Viele Testerinnen und Tester sind sich der weitreichenden Probleme im Zusammenhang mit dem Datenschutz in den USA bewusst und haben sich deshalb zu Wort gemeldet.

"Außerhalb regulierter Branchen wie dem Bankwesen und dem Gesundheitswesen ist das Beste, was wir tun können, wahrscheinlich die Schaffung einer erheblichen Haftung für Datenschutzversagen, denn nur harte wirtschaftliche Anreize werden die Unternehmen dazu bringen, sich darauf zu konzentrieren", schrieb Igor, der Tester, der in der IT-Abteilung einer Bank arbeitet. "Leider sieht das politische Klima nicht so aus, als könnte hier in den USA etwas passieren. Das Beste, was wir haben, ist die öffentliche Beschämung ... aber das ist oft nur reaktionär und fängt nur einen kleinen Prozentsatz dessen ab, was da draußen ist."

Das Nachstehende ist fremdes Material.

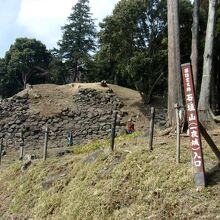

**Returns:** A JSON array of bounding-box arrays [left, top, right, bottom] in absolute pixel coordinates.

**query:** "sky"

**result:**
[[0, 0, 119, 58]]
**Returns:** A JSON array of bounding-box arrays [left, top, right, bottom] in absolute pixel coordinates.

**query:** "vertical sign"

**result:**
[[181, 63, 206, 187]]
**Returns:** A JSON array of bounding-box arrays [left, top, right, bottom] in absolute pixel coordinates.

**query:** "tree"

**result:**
[[191, 0, 200, 92], [96, 0, 192, 105], [0, 58, 6, 86], [167, 0, 183, 127], [97, 0, 168, 102], [5, 38, 51, 90], [57, 0, 96, 82], [211, 3, 220, 114], [198, 0, 218, 122], [49, 57, 67, 84], [0, 58, 8, 97]]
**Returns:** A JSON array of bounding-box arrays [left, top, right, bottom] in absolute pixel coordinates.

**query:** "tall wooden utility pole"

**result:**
[[191, 0, 200, 93], [167, 0, 183, 127]]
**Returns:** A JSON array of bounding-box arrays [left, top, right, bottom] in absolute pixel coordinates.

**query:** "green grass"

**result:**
[[69, 139, 108, 154], [1, 133, 220, 219]]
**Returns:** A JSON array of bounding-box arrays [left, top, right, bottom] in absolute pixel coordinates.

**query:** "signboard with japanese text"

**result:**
[[181, 63, 206, 187]]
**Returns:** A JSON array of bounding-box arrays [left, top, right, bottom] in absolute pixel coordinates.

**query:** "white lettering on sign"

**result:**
[[194, 152, 201, 160], [195, 160, 202, 167], [191, 130, 198, 138], [192, 138, 199, 146], [189, 113, 196, 121], [186, 78, 190, 83], [186, 94, 193, 101], [187, 103, 196, 111], [181, 63, 205, 184], [189, 122, 197, 130], [184, 68, 189, 74]]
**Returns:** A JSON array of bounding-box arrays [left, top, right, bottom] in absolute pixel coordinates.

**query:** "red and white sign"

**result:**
[[181, 63, 206, 186]]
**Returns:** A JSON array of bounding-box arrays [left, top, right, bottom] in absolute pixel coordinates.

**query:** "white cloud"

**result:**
[[17, 0, 119, 49]]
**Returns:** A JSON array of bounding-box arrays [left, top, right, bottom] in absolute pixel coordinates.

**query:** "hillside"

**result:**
[[1, 131, 220, 219], [1, 83, 220, 219], [0, 82, 167, 166], [16, 83, 145, 117], [0, 83, 156, 150]]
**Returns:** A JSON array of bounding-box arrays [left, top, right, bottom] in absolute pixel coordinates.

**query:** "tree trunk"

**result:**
[[145, 72, 164, 104], [114, 74, 118, 85], [191, 0, 200, 94], [198, 0, 217, 122], [167, 0, 183, 127], [22, 72, 27, 89], [73, 62, 78, 82]]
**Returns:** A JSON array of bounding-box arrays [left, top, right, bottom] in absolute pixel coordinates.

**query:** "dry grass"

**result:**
[[1, 132, 220, 219], [15, 83, 145, 117]]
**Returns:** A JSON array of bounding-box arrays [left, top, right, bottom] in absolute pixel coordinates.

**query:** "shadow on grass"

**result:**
[[206, 163, 220, 186]]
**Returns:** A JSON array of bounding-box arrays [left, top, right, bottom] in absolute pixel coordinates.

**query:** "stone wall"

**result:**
[[0, 88, 125, 148]]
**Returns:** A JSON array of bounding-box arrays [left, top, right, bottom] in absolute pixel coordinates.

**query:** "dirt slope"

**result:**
[[16, 83, 149, 129], [16, 83, 144, 115]]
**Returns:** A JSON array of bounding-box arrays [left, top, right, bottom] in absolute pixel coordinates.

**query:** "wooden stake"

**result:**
[[19, 145, 24, 160], [175, 103, 180, 163], [67, 130, 73, 146], [43, 127, 49, 161], [19, 131, 25, 160], [110, 111, 117, 152], [149, 107, 155, 151], [199, 122, 220, 162], [0, 139, 3, 165]]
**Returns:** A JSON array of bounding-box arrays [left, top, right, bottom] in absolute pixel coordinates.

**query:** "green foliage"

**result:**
[[49, 57, 67, 84], [94, 0, 193, 102], [57, 0, 97, 82], [69, 139, 107, 154], [5, 38, 51, 92], [96, 0, 168, 102], [0, 58, 8, 97]]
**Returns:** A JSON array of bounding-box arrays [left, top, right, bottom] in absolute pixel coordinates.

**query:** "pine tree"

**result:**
[[58, 0, 96, 82]]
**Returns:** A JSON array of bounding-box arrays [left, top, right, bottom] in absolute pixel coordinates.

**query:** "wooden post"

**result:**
[[43, 127, 49, 161], [181, 63, 206, 187], [167, 0, 183, 127], [110, 111, 117, 152], [191, 0, 200, 91], [174, 103, 180, 163], [0, 139, 3, 165], [148, 107, 155, 151], [199, 122, 220, 162], [67, 130, 73, 146], [19, 131, 25, 160]]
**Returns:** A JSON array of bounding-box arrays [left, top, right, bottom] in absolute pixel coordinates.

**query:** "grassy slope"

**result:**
[[1, 133, 220, 220]]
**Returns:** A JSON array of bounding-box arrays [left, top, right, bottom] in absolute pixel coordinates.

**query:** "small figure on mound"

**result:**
[[26, 83, 33, 90], [127, 118, 135, 134], [101, 80, 107, 87]]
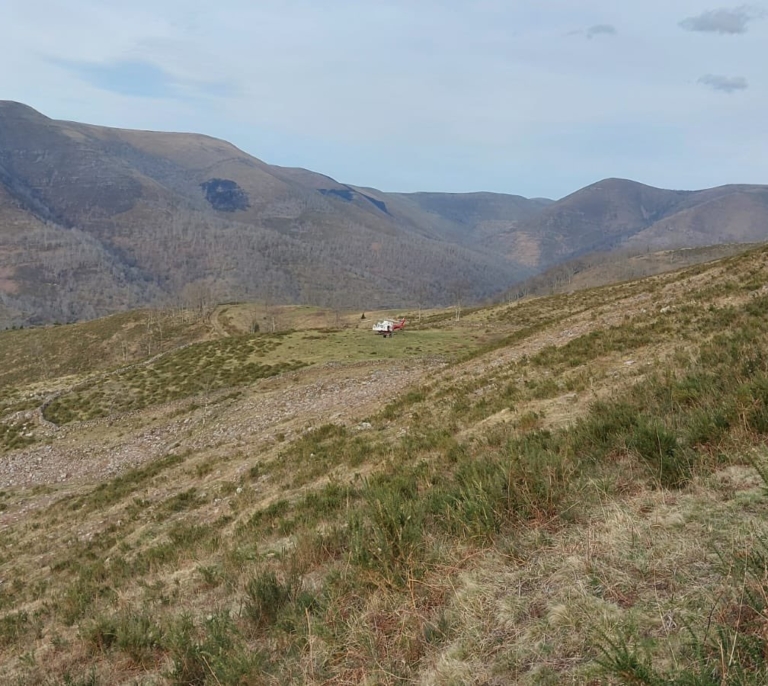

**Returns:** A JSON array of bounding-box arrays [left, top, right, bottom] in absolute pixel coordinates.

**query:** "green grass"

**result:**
[[0, 419, 36, 452], [43, 334, 306, 424], [259, 327, 482, 365], [64, 453, 185, 513], [38, 327, 477, 426], [0, 309, 208, 391]]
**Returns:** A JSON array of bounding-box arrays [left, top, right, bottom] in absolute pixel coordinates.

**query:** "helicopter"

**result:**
[[372, 317, 406, 337]]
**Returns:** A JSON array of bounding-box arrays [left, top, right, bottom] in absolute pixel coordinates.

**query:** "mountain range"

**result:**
[[1, 100, 767, 326]]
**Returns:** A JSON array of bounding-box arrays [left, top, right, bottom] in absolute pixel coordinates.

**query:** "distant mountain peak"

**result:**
[[0, 100, 52, 122]]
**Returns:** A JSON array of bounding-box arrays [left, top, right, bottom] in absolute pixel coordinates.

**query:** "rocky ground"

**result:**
[[0, 359, 436, 530]]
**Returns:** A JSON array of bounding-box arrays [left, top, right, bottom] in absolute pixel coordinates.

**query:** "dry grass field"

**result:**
[[2, 246, 768, 684]]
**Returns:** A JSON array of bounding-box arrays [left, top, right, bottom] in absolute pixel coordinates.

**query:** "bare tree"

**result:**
[[245, 304, 261, 333], [182, 281, 215, 318], [449, 279, 470, 321], [263, 287, 280, 333], [413, 281, 431, 323]]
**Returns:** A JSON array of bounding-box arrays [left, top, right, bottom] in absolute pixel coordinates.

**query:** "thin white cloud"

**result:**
[[566, 23, 617, 39], [587, 24, 617, 38], [698, 74, 749, 92], [679, 5, 764, 34], [49, 58, 237, 100]]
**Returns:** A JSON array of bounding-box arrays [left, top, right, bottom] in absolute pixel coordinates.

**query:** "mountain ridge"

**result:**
[[2, 101, 768, 326]]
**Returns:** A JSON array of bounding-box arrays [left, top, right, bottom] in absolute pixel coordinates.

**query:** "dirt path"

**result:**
[[208, 304, 232, 338]]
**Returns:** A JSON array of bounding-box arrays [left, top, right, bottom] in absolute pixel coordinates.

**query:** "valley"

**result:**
[[3, 1, 768, 683]]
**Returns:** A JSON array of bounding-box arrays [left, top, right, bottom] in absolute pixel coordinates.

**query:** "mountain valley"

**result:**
[[2, 101, 768, 327]]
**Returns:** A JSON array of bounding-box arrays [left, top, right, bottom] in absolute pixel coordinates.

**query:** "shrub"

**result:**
[[629, 421, 691, 489], [350, 479, 425, 585], [84, 611, 163, 667], [0, 610, 30, 648], [244, 571, 293, 629]]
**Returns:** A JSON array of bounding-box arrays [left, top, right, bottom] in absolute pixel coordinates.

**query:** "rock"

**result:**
[[357, 422, 373, 431]]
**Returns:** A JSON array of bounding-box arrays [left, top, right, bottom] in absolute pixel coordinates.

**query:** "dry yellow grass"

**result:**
[[2, 244, 768, 684]]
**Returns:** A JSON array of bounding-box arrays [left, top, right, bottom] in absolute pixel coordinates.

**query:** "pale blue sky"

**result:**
[[2, 1, 766, 199]]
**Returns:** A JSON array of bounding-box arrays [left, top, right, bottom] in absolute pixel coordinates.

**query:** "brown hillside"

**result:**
[[627, 186, 768, 250], [3, 102, 768, 328], [500, 178, 768, 265], [0, 102, 542, 326]]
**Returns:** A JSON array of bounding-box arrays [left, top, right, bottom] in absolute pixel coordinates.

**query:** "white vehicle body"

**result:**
[[372, 319, 395, 333], [372, 318, 406, 336]]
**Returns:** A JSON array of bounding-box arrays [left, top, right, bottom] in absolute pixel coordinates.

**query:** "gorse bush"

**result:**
[[84, 610, 163, 667], [350, 478, 426, 585], [341, 431, 578, 587], [422, 433, 575, 540], [0, 611, 31, 648], [59, 672, 100, 686], [82, 609, 269, 685]]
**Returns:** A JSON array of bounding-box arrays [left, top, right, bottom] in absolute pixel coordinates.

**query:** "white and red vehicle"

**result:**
[[372, 317, 406, 337]]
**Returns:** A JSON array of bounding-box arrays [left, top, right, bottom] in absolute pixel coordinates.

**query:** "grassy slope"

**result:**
[[2, 247, 768, 684], [0, 309, 209, 389], [513, 243, 759, 299]]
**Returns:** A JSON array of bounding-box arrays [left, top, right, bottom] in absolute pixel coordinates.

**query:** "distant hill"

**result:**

In der Zwischenzeit hat Greg eine Botschaft für potenzielle Roomba-Käuferinnen und -Käufer: "Ich würde einfach keinen Roomba kaufen, solange sich nichts ändert und keine Verantwortung übernommen wird – sei es von iRobot selbst oder auf Druck der Regulierungsbehörden.

Außerdem, so warnt er, "vernachlässigt das Unternehmen seine Verantwortung als Anbieter, die Kunden zu informieren [oder] zu schützen – in diesem Fall auch die Tester dieser Produkte."